Argentina, Pil in crescita del 2,3% ma l’economia corre a due velocità

Export e agro trainano il primo trimestre 2026 oltre le attese, mentre industria e investimenti cedono e gli indicatori sociali si deteriorano.

Il prodotto interno lordo argentino è cresciuto del 2,3% tendenziale nel primo trimestre del 2026, con un avanzamento dello 0,7% destagionalizzato sul trimestre precedente. Il dato, diffuso dall’istituto nazionale di statistica Indec, ha superato le stime degli analisti che si attestavano attorno all’1,7%. La fotografia trimestrale rivela però un’espansione disomogenea: le esportazioni sono balzate del 9,8% su base annua e i consumi privati del 2,7%, mentre la formazione lorda di capitale fisso è crollata dell’11,6% e la produzione manifatturiera ha segnato un -1,7%, sottraendo tre decimi di punto alla crescita complessiva.

Sul lato dell’offerta, i settori primari hanno dominato la scena: pesca (+27,5%), agricoltura e allevamento (+18,1%) ed estrazione mineraria (+12,3%), quest’ultima sostenuta dal litio e dagli idrocarburi di Vaca Muerta. Anche l’intermediazione finanziaria (+7,5%) e i servizi legati al turismo e alla ristorazione (+2,8%) hanno contribuito, sebbene in quest’ultimo caso l’Indec precisi che la spinta proviene in larga misura dall’occupazione informale. Sul fronte opposto, oltre alla manifattura, hanno ceduto il commercio all’ingrosso e al dettaglio (-0,3%) e l’amministrazione pubblica (-1,4%), riflesso del piano di austerità avviato alla fine del 2023. Il ministro dell’Economia Luis Caputo ha celebrato sui social un «nuovo record storico» del Pil e dei consumi privati, sottolineando che dodici dei sedici comparti hanno registrato espansione.

Gli osservatori economici latinoamericani mettono tuttavia in guardia contro una lettura uniforme del dato. Il consumo privato, spiegano analisti di Buenos Aires, è stato gonfiato dall’aumento delle importazioni di beni finali e automobili e dalle spese dei residenti all’estero, dinamiche che non necessariamente si traducono in un miglioramento del tenore di vita interno. Il potere d’acquisto delle famiglie resta sotto pressione: i salari sono cresciuti dell’11% nei primi mesi dell’anno, restando indietro rispetto a un’inflazione vicina al 12%, e la morosità bancaria delle famiglie è schizzata dal 3,7% di aprile 2025 al 12,1% di un anno dopo. Il tasso di disoccupazione si attesta al 7,8%, oltre due punti sopra il livello registrato all’inizio della presidenza Milei, mentre l’informalità lavorativa ha raggiunto il 44% e la sottoccupazione è salita di 1,1 punti.

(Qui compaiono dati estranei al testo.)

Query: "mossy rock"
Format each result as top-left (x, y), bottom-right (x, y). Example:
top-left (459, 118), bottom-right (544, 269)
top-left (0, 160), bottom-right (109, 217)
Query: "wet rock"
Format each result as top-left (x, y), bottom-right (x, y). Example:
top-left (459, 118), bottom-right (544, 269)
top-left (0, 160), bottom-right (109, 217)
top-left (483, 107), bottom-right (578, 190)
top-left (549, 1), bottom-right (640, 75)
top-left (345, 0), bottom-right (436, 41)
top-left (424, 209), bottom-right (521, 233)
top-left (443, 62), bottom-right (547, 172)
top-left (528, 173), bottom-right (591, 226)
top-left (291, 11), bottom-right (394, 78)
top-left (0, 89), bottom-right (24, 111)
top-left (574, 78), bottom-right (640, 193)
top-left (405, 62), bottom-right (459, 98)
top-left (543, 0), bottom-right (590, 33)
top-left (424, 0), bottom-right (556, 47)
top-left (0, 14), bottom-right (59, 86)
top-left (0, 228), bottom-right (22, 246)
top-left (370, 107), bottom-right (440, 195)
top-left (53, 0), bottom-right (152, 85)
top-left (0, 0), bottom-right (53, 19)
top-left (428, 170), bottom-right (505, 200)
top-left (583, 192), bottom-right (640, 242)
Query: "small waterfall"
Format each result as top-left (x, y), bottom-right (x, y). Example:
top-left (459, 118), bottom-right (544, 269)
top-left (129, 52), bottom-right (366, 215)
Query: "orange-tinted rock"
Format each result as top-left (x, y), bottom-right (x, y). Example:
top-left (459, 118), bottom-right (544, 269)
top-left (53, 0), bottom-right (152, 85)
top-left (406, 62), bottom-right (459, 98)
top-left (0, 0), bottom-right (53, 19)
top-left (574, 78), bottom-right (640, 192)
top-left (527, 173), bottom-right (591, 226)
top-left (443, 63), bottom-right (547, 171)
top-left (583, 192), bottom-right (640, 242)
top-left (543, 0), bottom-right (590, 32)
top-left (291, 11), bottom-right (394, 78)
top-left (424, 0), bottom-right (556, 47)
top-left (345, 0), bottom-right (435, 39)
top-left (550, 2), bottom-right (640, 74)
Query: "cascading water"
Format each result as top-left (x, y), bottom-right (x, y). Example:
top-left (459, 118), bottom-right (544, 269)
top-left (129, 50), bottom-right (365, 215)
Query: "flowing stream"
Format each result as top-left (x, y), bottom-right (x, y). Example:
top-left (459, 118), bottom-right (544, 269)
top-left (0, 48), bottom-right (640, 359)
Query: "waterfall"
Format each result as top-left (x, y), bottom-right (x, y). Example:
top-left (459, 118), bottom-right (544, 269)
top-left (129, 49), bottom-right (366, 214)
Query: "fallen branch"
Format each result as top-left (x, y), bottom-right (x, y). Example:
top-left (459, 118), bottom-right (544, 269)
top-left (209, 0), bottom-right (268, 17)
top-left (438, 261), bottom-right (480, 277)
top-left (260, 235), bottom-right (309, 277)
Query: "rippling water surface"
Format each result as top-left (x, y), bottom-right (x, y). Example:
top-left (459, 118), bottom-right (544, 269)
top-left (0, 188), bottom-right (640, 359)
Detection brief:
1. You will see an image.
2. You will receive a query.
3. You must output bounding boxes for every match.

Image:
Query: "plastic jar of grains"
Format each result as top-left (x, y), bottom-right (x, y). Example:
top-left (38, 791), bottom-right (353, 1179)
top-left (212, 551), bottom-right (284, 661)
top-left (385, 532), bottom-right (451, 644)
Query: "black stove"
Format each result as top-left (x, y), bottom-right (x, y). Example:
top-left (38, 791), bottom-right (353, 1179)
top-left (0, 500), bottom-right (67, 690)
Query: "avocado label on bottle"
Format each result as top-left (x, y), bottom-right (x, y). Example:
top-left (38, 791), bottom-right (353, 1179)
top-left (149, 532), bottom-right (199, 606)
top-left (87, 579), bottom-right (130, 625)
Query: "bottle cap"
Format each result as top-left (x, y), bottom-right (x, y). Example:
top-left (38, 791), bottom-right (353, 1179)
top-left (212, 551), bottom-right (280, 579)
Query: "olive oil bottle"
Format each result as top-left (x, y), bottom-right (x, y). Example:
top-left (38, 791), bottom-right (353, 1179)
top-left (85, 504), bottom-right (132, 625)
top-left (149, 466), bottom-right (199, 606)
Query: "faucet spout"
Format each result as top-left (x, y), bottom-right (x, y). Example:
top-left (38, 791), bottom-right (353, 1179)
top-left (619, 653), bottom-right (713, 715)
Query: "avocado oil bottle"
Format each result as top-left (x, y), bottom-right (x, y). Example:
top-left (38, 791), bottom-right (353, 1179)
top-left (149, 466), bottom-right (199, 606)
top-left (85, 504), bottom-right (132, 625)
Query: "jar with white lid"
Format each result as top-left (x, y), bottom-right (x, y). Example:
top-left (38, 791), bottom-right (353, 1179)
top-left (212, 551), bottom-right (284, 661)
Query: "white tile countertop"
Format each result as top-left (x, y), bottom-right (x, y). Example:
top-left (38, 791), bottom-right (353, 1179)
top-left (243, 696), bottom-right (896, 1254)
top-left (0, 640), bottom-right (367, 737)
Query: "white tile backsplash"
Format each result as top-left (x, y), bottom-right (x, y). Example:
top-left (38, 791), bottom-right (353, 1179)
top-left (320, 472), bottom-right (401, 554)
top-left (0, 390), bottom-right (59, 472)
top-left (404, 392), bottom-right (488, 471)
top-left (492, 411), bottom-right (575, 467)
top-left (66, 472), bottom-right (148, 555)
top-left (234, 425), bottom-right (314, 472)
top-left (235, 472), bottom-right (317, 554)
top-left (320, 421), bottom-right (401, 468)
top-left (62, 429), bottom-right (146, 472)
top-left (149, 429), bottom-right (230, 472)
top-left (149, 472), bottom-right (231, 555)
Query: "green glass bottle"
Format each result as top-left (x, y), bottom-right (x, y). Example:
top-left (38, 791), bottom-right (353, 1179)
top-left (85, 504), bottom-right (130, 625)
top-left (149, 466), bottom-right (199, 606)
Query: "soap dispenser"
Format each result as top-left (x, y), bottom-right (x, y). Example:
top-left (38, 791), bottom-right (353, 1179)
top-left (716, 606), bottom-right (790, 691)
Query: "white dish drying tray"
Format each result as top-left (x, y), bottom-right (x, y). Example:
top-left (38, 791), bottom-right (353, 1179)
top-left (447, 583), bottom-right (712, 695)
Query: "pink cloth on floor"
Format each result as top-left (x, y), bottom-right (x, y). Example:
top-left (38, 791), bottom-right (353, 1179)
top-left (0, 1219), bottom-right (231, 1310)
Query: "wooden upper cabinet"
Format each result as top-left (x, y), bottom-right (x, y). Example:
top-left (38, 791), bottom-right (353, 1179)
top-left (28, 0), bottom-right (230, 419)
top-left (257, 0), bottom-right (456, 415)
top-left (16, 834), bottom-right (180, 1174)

Per l’Italia e l’Europa, il caso argentino offre un banco di prova di una stabilizzazione macroeconomica ottenuta con un drastico risanamento fiscale che ha domato l’inflazione a tre cifre, ma che convive con una crescente divaricazione tra i settori esportatori ad alta produttività e il tessuto industriale e commerciale rivolto al mercato interno. Gli investimenti in macchinari e attrezzature di produzione nazionale sono calati rispettivamente dell’11,5% e del 26,4%, segnalando una capacità produttiva che fatica a rinnovarsi. La prossima pubblicazione dell’indicatore mensile di attività (EMAE) e le rilevazioni della banca centrale sulle aspettative di crescita – che per l’intero 2026 si collocano al 2,9% – saranno i riferimenti per valutare se il ciclo espansivo riuscirà a coinvolgere anche i comparti finora rimasti indietro.

Divergenza — chi la racconta come
0%Bassa
2 blocchi · posizioni da 0.00 a 0.00
CriticoFavorevole
LATATL
Divergenza tra blocchi di stampa
Stampa latinoamericana0.00neutral
Stampa atlantica / anglosfera0.00neutral
Le testate dei blocchi latinoamericano e atlantico non hanno pubblicato la notizia sulla crescita del PIL argentino nei materiali forniti.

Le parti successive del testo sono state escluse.